With Kamon APM, you can visualize, analyze, and deep-dive into traces, to discover what is happening with your microservices, analyze failures, and do so much more. However, before we can get into any of that, we need to explain what traces and spans are, and what Kamon APM utilizes them for.
The basic building block of traces are spans. A span is a record of a single operation, with a name, start and end times, and other information. A span can describe a HTTP request, a database call, or any arbitrary unit of work inside of a service. Spans also have a reference to their parent span, or the span which started the operation. A span which has no parent is called a root span.
When we collect these spans together to describe everything that needed to happen for a process to be executed, we get a trace. A trace is an organized collection of spans that make up the larger process. For example, when an API endpoint is called, the code that is started makes several database calls, crunches some numbers, and returns a response. In this case, the root span is the API endpoint handler, and all other operations will be recorded as separate spans, as children or other descendants of the original operation.
A span does not necessarily need to happen in the same service, and in microservice architectures often does not. Spans that make up a trace can come from multiple different services as they communicate with each others. We call such traces distributed traces.
Spans can also carry an arbitrary number of tags, which are free-form string key-value pairs. All spans should have some common tags, such as
(typically the library used to instrument your code), or
error. You can learn more about them in the Kamon Telemetry tags documentation. They can
be freely added using both Kamon Telemetry and OpenTelemetry. You can gain access to these tags in the trace details drawer.
In addition to tags, spans can also have marks. Marks are free-form text labels with a timestamp, and are meant to provide markers for certain key moments or segments of an operation. You can read more about recording marks with Kamon Telemetry here.
In Kamon APM, we also introduce the concept of a critical path. The critical path are the computations happening in the innermost calls of the call stack. In particular, Kamon APM makes the assumption that when a parent operation calls a child operation, the work is being done inside of the child operation, and the parent is always waiting for the child to complete. In that case, all the critical work is happening in the child operation at this moment. If multiple operations are happening in parallel, and all of them are operations at the very leaves of the call tree, all of them will be in the critical path at the same time.
The critical path in Kamon APM will always be marked by a thick dark line at the bottom of spans.

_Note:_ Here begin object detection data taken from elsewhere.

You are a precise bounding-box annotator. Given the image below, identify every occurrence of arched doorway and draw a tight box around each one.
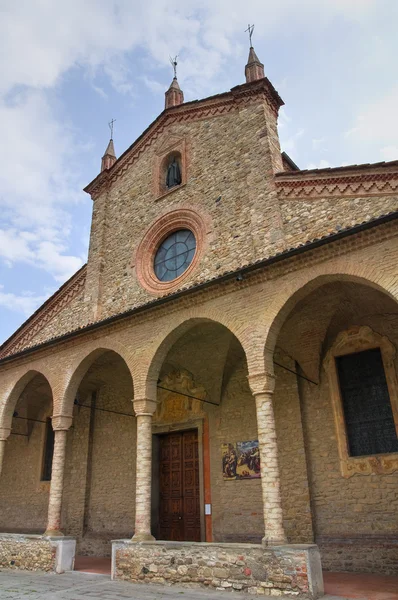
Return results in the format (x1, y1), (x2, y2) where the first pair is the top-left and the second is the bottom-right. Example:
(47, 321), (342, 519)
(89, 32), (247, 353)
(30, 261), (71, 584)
(63, 348), (136, 557)
(146, 319), (264, 542)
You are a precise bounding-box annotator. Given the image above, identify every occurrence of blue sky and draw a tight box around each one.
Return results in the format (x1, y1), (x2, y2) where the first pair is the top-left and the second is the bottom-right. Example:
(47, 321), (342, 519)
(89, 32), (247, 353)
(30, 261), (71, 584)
(0, 0), (398, 342)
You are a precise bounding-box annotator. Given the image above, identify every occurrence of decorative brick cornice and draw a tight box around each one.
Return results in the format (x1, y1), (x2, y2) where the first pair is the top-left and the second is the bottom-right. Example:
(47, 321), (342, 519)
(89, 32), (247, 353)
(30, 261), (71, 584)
(84, 77), (283, 200)
(0, 213), (397, 365)
(275, 172), (398, 199)
(0, 265), (86, 359)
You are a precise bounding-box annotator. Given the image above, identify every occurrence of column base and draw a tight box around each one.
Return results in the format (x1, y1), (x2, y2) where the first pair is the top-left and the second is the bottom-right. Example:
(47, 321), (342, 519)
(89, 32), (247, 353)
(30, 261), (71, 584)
(131, 533), (156, 542)
(43, 529), (64, 537)
(261, 537), (288, 548)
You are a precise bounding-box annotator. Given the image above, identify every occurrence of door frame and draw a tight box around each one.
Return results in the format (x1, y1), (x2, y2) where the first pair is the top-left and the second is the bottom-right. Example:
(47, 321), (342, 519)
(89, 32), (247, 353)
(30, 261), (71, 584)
(151, 418), (206, 542)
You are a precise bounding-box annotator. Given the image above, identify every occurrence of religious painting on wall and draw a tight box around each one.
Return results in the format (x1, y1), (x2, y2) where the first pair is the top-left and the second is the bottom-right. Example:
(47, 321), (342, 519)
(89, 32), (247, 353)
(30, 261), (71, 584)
(221, 440), (261, 480)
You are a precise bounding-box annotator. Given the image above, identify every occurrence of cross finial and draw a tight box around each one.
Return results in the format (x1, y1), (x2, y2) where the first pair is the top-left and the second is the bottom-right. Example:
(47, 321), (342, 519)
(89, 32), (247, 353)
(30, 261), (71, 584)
(245, 24), (254, 48)
(108, 119), (116, 140)
(170, 54), (178, 79)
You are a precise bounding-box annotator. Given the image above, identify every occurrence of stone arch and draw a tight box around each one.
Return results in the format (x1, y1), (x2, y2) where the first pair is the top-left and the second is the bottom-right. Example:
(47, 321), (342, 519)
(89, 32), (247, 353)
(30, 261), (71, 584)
(136, 314), (249, 399)
(264, 265), (398, 373)
(0, 369), (54, 430)
(54, 339), (134, 416)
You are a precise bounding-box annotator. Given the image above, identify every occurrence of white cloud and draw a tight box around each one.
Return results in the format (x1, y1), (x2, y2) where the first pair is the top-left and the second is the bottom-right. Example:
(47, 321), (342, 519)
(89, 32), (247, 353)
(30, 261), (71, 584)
(0, 285), (51, 317)
(0, 0), (397, 294)
(344, 85), (398, 160)
(380, 146), (398, 161)
(307, 160), (332, 170)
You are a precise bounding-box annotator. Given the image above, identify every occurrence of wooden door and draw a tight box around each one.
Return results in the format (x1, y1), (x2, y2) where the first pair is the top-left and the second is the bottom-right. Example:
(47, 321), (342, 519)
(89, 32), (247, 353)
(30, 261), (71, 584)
(159, 431), (200, 542)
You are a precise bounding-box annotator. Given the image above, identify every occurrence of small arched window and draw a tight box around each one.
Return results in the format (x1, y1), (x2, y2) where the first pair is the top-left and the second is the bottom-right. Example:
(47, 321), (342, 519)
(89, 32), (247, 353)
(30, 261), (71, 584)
(160, 151), (183, 192)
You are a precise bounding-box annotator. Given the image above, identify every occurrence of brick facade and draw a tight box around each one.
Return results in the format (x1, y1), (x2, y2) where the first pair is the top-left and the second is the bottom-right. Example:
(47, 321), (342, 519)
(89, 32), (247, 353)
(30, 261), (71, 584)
(0, 59), (398, 573)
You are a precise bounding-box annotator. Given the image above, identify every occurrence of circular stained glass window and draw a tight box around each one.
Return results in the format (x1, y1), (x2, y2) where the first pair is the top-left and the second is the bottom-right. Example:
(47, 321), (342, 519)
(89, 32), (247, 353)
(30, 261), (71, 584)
(154, 229), (196, 281)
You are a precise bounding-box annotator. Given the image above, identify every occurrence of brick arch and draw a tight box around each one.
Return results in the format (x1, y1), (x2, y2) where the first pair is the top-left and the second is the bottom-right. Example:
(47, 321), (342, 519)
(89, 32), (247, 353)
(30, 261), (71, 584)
(0, 369), (54, 429)
(136, 311), (249, 400)
(54, 339), (134, 416)
(264, 264), (398, 372)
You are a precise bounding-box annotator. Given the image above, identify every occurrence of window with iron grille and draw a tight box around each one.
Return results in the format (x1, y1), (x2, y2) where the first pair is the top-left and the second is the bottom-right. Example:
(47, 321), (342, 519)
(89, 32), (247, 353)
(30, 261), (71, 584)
(41, 418), (54, 481)
(336, 348), (398, 456)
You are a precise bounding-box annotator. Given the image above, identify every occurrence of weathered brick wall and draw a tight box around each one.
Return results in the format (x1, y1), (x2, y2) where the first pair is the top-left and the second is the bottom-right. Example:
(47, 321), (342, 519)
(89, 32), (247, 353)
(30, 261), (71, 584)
(208, 364), (264, 542)
(280, 195), (398, 247)
(112, 542), (323, 598)
(274, 350), (314, 544)
(86, 104), (281, 317)
(24, 292), (92, 347)
(0, 534), (56, 571)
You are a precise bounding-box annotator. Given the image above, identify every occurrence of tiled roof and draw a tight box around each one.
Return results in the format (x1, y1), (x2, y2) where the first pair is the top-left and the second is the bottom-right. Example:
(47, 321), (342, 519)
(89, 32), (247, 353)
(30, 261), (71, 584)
(0, 211), (398, 364)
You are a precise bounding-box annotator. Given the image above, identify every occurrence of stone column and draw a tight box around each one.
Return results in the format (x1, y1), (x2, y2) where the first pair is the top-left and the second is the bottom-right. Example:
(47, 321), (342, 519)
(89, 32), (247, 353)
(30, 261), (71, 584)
(133, 400), (156, 542)
(44, 415), (72, 537)
(248, 373), (286, 546)
(0, 427), (11, 477)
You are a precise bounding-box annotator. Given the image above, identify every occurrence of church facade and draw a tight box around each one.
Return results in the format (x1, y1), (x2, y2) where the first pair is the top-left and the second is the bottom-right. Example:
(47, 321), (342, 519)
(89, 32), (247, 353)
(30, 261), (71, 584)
(0, 48), (398, 597)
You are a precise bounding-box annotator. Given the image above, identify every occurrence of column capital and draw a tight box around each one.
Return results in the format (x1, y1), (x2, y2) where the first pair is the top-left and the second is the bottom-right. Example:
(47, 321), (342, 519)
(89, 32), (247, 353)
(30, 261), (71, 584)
(51, 415), (73, 431)
(0, 427), (11, 442)
(247, 372), (275, 396)
(133, 398), (158, 417)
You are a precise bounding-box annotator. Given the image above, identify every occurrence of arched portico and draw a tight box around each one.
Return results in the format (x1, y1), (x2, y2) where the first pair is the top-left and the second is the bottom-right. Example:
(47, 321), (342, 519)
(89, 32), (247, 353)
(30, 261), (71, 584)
(59, 338), (135, 416)
(134, 316), (285, 544)
(264, 265), (398, 572)
(0, 369), (53, 531)
(264, 270), (398, 369)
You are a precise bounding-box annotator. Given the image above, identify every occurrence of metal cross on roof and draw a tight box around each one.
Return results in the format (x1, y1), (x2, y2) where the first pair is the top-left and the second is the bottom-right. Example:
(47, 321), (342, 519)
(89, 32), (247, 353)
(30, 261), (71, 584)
(245, 24), (254, 48)
(170, 54), (178, 79)
(108, 119), (116, 140)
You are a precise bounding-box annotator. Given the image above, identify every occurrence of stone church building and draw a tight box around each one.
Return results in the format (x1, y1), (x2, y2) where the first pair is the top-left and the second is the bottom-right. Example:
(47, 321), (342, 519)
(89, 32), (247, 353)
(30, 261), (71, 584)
(0, 48), (398, 598)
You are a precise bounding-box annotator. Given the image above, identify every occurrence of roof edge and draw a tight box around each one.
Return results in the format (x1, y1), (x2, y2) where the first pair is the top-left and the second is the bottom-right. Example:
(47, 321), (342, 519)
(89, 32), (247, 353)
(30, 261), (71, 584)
(275, 159), (398, 179)
(83, 77), (284, 194)
(0, 211), (398, 365)
(0, 263), (87, 362)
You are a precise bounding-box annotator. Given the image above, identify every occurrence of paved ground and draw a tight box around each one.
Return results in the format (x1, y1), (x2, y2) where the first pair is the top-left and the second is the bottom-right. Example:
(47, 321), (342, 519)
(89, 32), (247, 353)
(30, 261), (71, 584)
(0, 571), (342, 600)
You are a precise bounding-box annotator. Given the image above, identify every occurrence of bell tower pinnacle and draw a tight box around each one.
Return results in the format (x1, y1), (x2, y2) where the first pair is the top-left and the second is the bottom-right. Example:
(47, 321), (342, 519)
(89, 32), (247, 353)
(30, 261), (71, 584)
(245, 25), (265, 83)
(164, 56), (184, 108)
(101, 119), (117, 172)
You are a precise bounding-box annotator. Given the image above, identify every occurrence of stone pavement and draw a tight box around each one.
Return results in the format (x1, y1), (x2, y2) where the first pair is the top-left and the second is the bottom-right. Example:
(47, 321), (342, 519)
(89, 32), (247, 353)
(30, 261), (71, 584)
(0, 570), (343, 600)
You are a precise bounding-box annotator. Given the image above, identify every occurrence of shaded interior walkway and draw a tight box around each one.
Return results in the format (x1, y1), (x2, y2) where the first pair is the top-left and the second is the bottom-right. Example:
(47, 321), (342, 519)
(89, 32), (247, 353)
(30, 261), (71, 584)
(75, 556), (398, 600)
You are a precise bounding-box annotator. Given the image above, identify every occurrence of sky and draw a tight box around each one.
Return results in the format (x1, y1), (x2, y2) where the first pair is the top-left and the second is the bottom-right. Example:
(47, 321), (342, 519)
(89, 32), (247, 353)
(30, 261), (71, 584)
(0, 0), (398, 343)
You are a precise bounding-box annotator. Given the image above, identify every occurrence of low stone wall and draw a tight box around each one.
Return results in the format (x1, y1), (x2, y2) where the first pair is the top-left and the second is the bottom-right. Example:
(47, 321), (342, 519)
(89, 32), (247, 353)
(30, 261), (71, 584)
(0, 533), (76, 573)
(318, 537), (398, 575)
(112, 540), (323, 598)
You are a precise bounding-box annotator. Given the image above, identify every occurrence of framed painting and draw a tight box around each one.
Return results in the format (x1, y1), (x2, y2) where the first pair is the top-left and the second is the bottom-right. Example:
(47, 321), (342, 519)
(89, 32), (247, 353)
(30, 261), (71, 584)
(221, 440), (261, 481)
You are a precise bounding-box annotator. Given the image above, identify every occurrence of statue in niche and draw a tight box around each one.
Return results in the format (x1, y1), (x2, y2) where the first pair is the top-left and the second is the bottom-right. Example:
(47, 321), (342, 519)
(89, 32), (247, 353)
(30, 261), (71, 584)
(166, 156), (182, 189)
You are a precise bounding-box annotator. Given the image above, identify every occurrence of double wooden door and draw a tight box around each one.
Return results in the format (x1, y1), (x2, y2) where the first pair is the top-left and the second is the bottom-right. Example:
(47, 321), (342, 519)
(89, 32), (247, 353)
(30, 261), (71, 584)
(159, 430), (201, 542)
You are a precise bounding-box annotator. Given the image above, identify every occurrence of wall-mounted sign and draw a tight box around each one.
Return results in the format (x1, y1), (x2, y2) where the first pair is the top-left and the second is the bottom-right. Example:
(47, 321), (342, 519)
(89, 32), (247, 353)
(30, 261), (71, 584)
(221, 440), (261, 480)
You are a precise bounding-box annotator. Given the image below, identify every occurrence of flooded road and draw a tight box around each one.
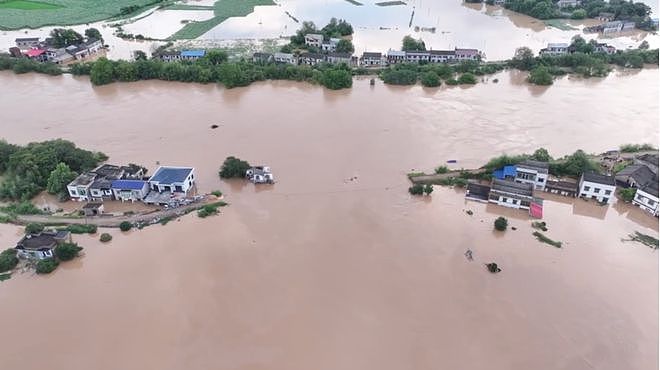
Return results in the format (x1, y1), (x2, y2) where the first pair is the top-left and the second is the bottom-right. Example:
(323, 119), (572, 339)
(0, 70), (659, 370)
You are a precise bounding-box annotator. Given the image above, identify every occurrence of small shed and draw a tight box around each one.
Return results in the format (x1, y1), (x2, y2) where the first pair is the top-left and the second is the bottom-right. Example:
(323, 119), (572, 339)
(83, 202), (103, 216)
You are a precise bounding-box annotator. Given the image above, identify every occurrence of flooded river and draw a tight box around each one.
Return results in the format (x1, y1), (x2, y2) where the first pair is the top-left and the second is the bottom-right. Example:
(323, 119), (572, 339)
(0, 69), (659, 370)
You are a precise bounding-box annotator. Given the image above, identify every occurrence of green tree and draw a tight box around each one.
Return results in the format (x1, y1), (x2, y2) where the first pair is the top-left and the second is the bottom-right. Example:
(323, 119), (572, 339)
(36, 258), (60, 274)
(336, 39), (355, 54)
(89, 57), (114, 85)
(494, 216), (509, 231)
(527, 66), (552, 85)
(0, 248), (18, 272)
(46, 162), (78, 195)
(55, 243), (82, 261)
(619, 188), (637, 203)
(509, 46), (536, 71)
(219, 156), (250, 179)
(85, 28), (103, 42)
(420, 71), (441, 87)
(25, 222), (44, 235)
(531, 148), (552, 162)
(401, 36), (426, 51)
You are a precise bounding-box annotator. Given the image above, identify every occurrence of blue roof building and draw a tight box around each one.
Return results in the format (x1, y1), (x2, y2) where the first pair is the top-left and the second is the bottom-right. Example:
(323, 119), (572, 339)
(181, 49), (206, 59)
(149, 166), (195, 194)
(493, 165), (517, 180)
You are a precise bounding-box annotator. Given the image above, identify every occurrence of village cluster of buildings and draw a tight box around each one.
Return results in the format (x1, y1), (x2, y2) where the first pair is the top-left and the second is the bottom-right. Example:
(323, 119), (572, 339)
(465, 155), (660, 218)
(9, 37), (103, 64)
(539, 42), (616, 56)
(252, 48), (483, 67)
(67, 164), (195, 212)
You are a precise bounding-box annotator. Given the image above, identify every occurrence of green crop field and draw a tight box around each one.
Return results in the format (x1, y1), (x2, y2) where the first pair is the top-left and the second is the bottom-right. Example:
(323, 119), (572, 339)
(0, 0), (161, 29)
(170, 0), (275, 40)
(0, 0), (62, 10)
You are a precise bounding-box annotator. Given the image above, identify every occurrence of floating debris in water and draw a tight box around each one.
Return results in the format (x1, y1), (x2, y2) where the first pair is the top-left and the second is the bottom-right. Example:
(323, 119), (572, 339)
(486, 262), (502, 274)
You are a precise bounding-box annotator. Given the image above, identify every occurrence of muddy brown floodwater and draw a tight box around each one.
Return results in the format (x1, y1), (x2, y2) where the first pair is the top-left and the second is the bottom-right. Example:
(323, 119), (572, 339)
(0, 70), (658, 370)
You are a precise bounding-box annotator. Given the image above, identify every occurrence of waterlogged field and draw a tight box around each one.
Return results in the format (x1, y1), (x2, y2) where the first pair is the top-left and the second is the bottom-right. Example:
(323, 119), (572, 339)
(0, 0), (164, 29)
(170, 0), (275, 40)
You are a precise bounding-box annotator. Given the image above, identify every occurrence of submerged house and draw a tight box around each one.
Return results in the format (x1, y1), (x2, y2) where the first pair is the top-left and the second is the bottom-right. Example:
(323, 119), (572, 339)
(579, 172), (616, 203)
(15, 231), (71, 259)
(148, 166), (195, 194)
(633, 179), (660, 217)
(245, 166), (275, 184)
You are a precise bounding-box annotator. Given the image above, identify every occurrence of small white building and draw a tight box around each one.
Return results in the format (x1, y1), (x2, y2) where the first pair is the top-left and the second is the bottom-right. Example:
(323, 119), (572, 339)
(578, 172), (616, 203)
(539, 43), (569, 55)
(273, 53), (298, 64)
(111, 180), (149, 202)
(66, 172), (96, 201)
(305, 33), (323, 49)
(633, 183), (660, 216)
(515, 160), (548, 190)
(148, 166), (195, 194)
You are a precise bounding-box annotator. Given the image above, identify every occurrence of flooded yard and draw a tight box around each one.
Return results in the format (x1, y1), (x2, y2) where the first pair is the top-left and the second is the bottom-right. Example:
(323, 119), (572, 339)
(0, 70), (659, 370)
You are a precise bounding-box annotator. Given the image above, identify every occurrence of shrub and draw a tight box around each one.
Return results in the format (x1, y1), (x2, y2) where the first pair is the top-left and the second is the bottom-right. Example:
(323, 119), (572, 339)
(25, 222), (44, 235)
(66, 224), (98, 234)
(0, 248), (18, 272)
(119, 221), (133, 231)
(55, 243), (82, 261)
(408, 184), (424, 195)
(37, 258), (60, 274)
(219, 157), (250, 179)
(197, 204), (219, 218)
(494, 216), (509, 231)
(619, 188), (637, 202)
(424, 184), (433, 195)
(435, 166), (449, 174)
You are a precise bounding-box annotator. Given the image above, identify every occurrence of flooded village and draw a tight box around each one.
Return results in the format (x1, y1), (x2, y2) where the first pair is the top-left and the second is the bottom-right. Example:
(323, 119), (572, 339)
(0, 0), (660, 370)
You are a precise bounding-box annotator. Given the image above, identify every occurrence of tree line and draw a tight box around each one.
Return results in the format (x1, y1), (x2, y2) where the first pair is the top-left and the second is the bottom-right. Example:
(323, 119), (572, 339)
(0, 139), (108, 201)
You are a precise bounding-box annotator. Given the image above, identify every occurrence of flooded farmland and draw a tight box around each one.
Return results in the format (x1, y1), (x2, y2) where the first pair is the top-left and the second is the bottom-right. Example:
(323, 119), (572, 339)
(0, 69), (659, 370)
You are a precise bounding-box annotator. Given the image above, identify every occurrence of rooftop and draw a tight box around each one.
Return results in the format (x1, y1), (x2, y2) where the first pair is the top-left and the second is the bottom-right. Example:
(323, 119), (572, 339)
(16, 231), (70, 250)
(181, 49), (206, 58)
(491, 179), (534, 197)
(83, 202), (103, 209)
(640, 181), (658, 198)
(518, 159), (549, 173)
(582, 172), (616, 186)
(69, 172), (96, 186)
(111, 180), (146, 190)
(149, 166), (194, 184)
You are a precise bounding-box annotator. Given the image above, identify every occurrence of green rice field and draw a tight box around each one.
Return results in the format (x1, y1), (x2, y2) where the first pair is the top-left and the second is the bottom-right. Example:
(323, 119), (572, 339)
(0, 0), (160, 29)
(170, 0), (275, 40)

When using Kamon APM with either Kamon Telemetry or OpenTelemetry, Kamon APM will also keep trace of a special metric, called
span.processing-time. This metric represents the distribution of span (operation) durations through time, and can often be a starting point for analyzing
slowdowns and errors. It will be tagged with a number of trace-related metrics, such as the
parentOperation, whether an error occurred, and more.
You can read more about deep-diving into analyzing the behavior of this metric and using it to discover issues in the deep dive documentation.
Note that for Kamon Telemetry,
span.processing-time values will be recorded and sent even for spans that are not sampled. That means that, depending on
your sampling configuration, you will likely have more processing time metric records in Kamon APM than you will have actual spans.
If you are using Kamon Telemetry, you will have full control over the metrics tags for
span.processing-time. If you are using OpenTelemetry, the metric
is synthetically collected from sampled traces, and might have more limited tags. Additionally, make sure you are sampling all OTEL traces if you want
complete information from Kamon APM.